松井さん、固まる。
結局なにか使えそうな車両はみつかることなく、私は10分間も地獄を味わったのだった。
【お、おい。倉坂、大丈夫か?さすがに悪かった。これから気を付けるから許してくれ。】
半分死んだ顔をしている私をみて、松井さんが謝ってくれた。本当にもうこりごりだ。
発電施設は、小さなテーマパークほどの大きさがあった。大きすぎなのか、これが普通なのかはわからないけどこんなもんということにしておこう。
【よっしゃあ!じゃあ行くぞ!倉坂は分かれて施設の機能を停止させてくれ。ブレーカーがあるはずだ。】
「わかりました。では、またあとで。」
別れを告げて、二人駈け出そうとした。と思ったが松井さんが動かない。
【おう!じゃあ......。あれ?おかしいな。】
「どうしたんです?松井さん。
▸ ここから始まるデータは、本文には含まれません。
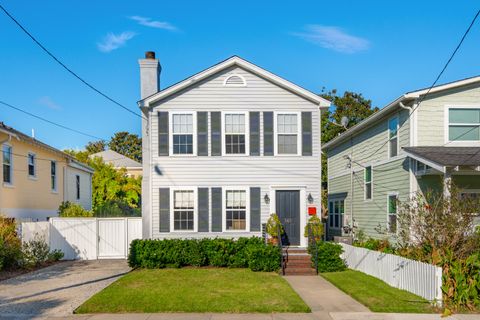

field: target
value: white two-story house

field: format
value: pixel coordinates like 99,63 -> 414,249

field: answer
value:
139,52 -> 330,246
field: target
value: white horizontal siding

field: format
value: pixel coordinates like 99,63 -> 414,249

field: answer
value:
418,83 -> 480,146
150,67 -> 321,237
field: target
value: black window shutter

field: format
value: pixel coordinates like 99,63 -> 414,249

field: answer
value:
249,111 -> 260,156
159,188 -> 170,232
210,111 -> 222,156
212,188 -> 223,232
197,111 -> 208,156
250,187 -> 261,231
302,112 -> 312,156
263,111 -> 273,156
158,111 -> 169,156
198,188 -> 209,232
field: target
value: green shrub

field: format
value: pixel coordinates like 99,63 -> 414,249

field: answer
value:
0,215 -> 22,270
93,200 -> 141,217
309,241 -> 347,272
128,237 -> 281,271
58,201 -> 93,217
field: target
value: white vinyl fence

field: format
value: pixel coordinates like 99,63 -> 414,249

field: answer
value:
339,243 -> 442,304
22,218 -> 142,260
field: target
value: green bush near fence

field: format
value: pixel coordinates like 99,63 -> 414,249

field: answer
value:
308,241 -> 347,273
128,237 -> 281,271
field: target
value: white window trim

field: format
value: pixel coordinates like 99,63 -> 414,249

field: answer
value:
168,111 -> 197,157
387,114 -> 400,159
363,165 -> 373,201
2,142 -> 14,188
27,151 -> 38,180
49,159 -> 58,193
443,104 -> 480,147
221,111 -> 250,157
170,187 -> 198,233
387,191 -> 399,235
223,73 -> 247,87
273,111 -> 302,157
222,186 -> 250,233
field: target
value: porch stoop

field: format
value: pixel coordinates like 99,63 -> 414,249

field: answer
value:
283,248 -> 317,276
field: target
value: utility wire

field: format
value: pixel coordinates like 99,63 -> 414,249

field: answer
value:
0,4 -> 143,118
350,10 -> 480,161
0,100 -> 106,140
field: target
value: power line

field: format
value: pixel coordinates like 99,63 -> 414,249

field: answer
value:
0,4 -> 143,118
357,10 -> 480,161
0,100 -> 107,140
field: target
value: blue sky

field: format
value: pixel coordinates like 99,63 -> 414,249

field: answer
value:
0,0 -> 480,148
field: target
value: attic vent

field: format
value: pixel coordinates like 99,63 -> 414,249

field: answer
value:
223,74 -> 247,87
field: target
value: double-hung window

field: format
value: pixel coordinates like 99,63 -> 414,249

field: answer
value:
172,113 -> 194,154
448,108 -> 480,142
328,200 -> 345,229
2,144 -> 13,184
225,188 -> 248,231
387,193 -> 398,234
276,113 -> 300,154
224,113 -> 247,154
173,189 -> 195,231
388,117 -> 398,158
50,161 -> 57,191
28,153 -> 37,177
364,166 -> 373,200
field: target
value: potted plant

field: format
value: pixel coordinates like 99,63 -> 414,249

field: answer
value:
266,213 -> 283,245
303,216 -> 323,242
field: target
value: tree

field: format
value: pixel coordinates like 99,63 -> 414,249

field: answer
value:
85,140 -> 107,154
320,89 -> 378,182
108,131 -> 142,162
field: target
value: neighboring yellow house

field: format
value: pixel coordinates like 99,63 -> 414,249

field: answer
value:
90,150 -> 142,178
0,122 -> 93,221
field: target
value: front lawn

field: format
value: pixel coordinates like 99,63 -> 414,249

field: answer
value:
322,270 -> 434,313
75,268 -> 310,313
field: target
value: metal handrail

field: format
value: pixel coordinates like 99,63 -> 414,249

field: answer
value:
307,224 -> 318,274
277,225 -> 285,275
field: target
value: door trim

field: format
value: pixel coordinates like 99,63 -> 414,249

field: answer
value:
269,185 -> 307,247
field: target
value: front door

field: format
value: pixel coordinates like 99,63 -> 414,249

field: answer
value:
275,190 -> 300,246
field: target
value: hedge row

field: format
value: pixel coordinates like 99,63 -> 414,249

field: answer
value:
128,237 -> 281,271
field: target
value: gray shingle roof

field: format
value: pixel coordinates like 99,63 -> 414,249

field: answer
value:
90,150 -> 142,169
403,147 -> 480,166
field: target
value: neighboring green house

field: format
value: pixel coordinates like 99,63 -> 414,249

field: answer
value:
323,77 -> 480,238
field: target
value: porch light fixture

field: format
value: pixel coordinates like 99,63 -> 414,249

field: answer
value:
307,193 -> 313,203
263,193 -> 270,204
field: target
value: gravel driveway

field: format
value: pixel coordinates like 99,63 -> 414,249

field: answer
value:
0,260 -> 130,318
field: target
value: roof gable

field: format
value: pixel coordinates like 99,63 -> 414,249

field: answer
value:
138,56 -> 330,107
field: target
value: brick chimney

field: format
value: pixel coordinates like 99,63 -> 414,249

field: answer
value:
138,51 -> 162,99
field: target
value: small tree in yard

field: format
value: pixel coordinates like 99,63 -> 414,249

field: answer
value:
397,186 -> 480,314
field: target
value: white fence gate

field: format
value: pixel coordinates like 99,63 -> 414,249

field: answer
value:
339,243 -> 442,304
22,218 -> 142,260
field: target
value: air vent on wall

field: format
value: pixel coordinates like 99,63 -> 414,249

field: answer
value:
223,74 -> 247,87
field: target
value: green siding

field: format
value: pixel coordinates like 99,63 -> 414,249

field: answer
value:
328,159 -> 410,238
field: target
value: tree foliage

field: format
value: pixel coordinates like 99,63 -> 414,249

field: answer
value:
108,131 -> 142,162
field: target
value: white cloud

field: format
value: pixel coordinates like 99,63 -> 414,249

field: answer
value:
293,25 -> 370,53
38,96 -> 62,110
97,31 -> 137,52
129,16 -> 177,31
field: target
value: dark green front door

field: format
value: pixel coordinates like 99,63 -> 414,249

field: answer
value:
275,190 -> 300,246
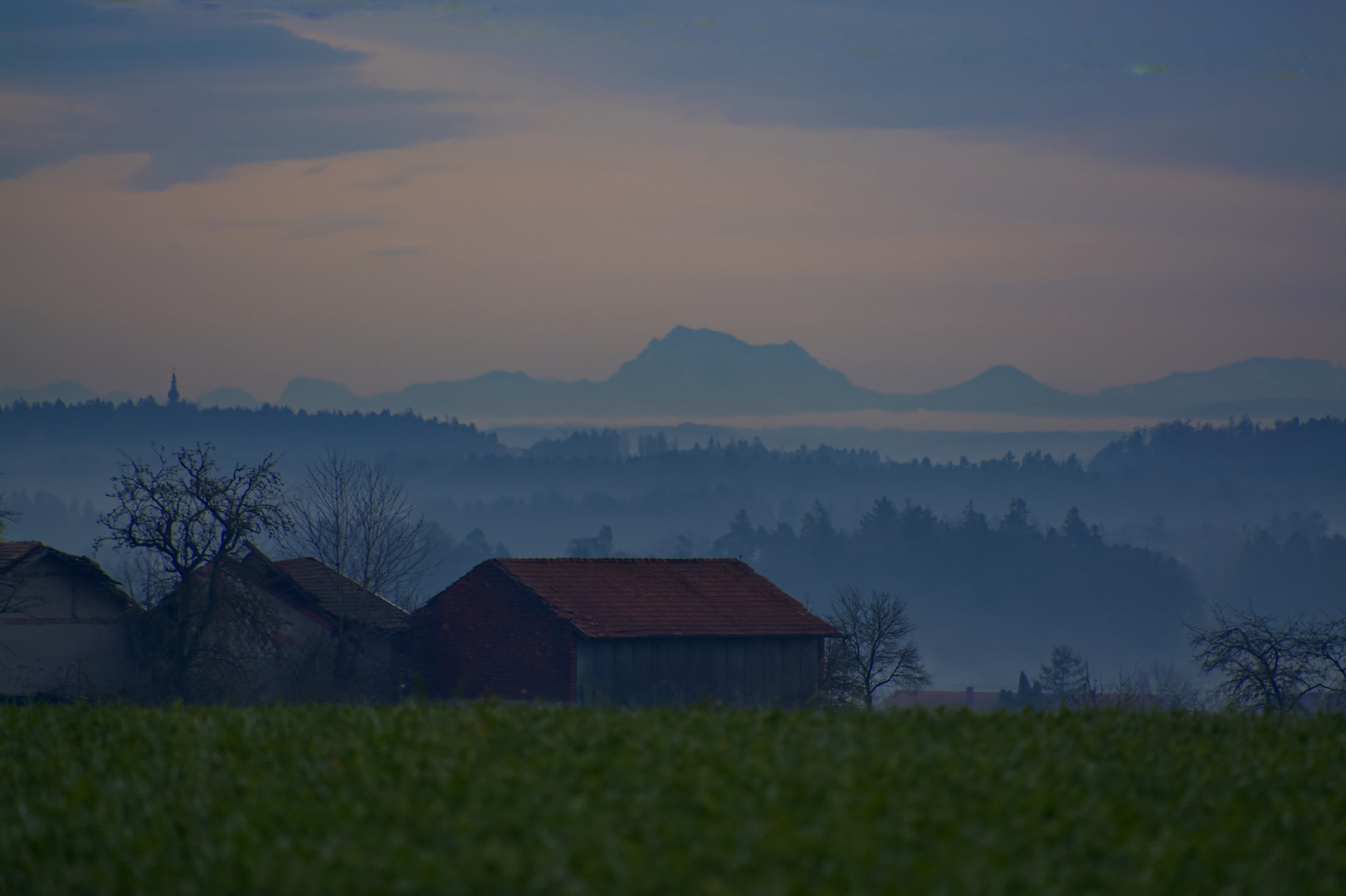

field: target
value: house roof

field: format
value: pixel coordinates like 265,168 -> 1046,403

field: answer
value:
482,558 -> 839,638
0,541 -> 139,610
271,557 -> 407,628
」
【動かないんだ。体は動くんだけど、スーツのほうが。】
松井さんが仁王立ちの格好で固まって、困った声をだしている。なかなかシュールなので笑ってしまいそうになるが堪えた。そこに川瀬さんから無線が入る。
『あー、あー、聞こえますかー?倉坂さん、松井さん。』
「はい。私は聞こえてます。どうしました?」
【倉坂、俺は何も聞こえないぞ】
「川瀬さん、松井さんが聞こえてないそうです。」
『やっぱりですか。実はその近辺、ジャマーとか妨害電波のようなものが張られているようです。ハチャメチャな機械を制限するためでしょうか。でもこの程度のジャマーにやられてしまうなんて、僕の設計ミスですね。悔しい。仕方ないので倉坂さん、一人で制圧してください。松井さんの言う通り、12ある施設の一つ一つにメインブレーカーがあります。頑張ってくださいね。』
えぇ.....一人でこのテーマパークを攻略しろというのかこの人は。
『ま、できますよ。敵もそんなに強くないですし。まだ人ですから。』
そ、そりゃ人でしょうよ!ここで悪魔とか出てこられたら困ります。
『それとウィンドブレーカー機能使ってます?あれ、機関銃の銃弾ぐらいなら防げますから使ってくださいよ。』
「あ、忘れてました。あれ、どこについているか地味にわからないんですが。」
『出刃包丁の右側です。ログ見てたら、倉坂さん果物ナイフしか使ってないでしょう?ちょっとは出刃包丁使ってくださいよ。』
「えぇ、だって怖いんですよ。至近距離で爆発するの。」
『そのためのウインドブレーカーですよ!』
走りながら無線で会話してると、一つ目の施設についた。
「えぇ、そうだったんですね!?あれ出刃包丁の爆風も防げるんですか?」
『そうですよ!施設内部に入るみたいなんで、いったん切りますよ?』
ぶつっと音がして、無線が切れたことがわかる。ここに来るまでに30人ほど切った。
ウィンドブレーカー機能は私の出刃包丁に付けられた機能で、この機能を使うことにより、使用者の周り1mくらいを不思議なパワーの風で覆ってしまい、それに触れた射出物や、投擲物を地平のかなたに飛ばしてしまう魔法のような結界なのだ!すごいテクノロジーである。
「ふぅ。この扉、開かないなぁ。」
実はさっきから施設の扉をガチャガチャやっているんだけど、鍵がかかっているのか開かない。
「......出刃包丁、使ってみるか。」
出刃包丁に持ち替え、ウィンドブレーカー機能をオンにする。振りかぶる。ドアに思い切りたたきつけて、すぐに距離をとる!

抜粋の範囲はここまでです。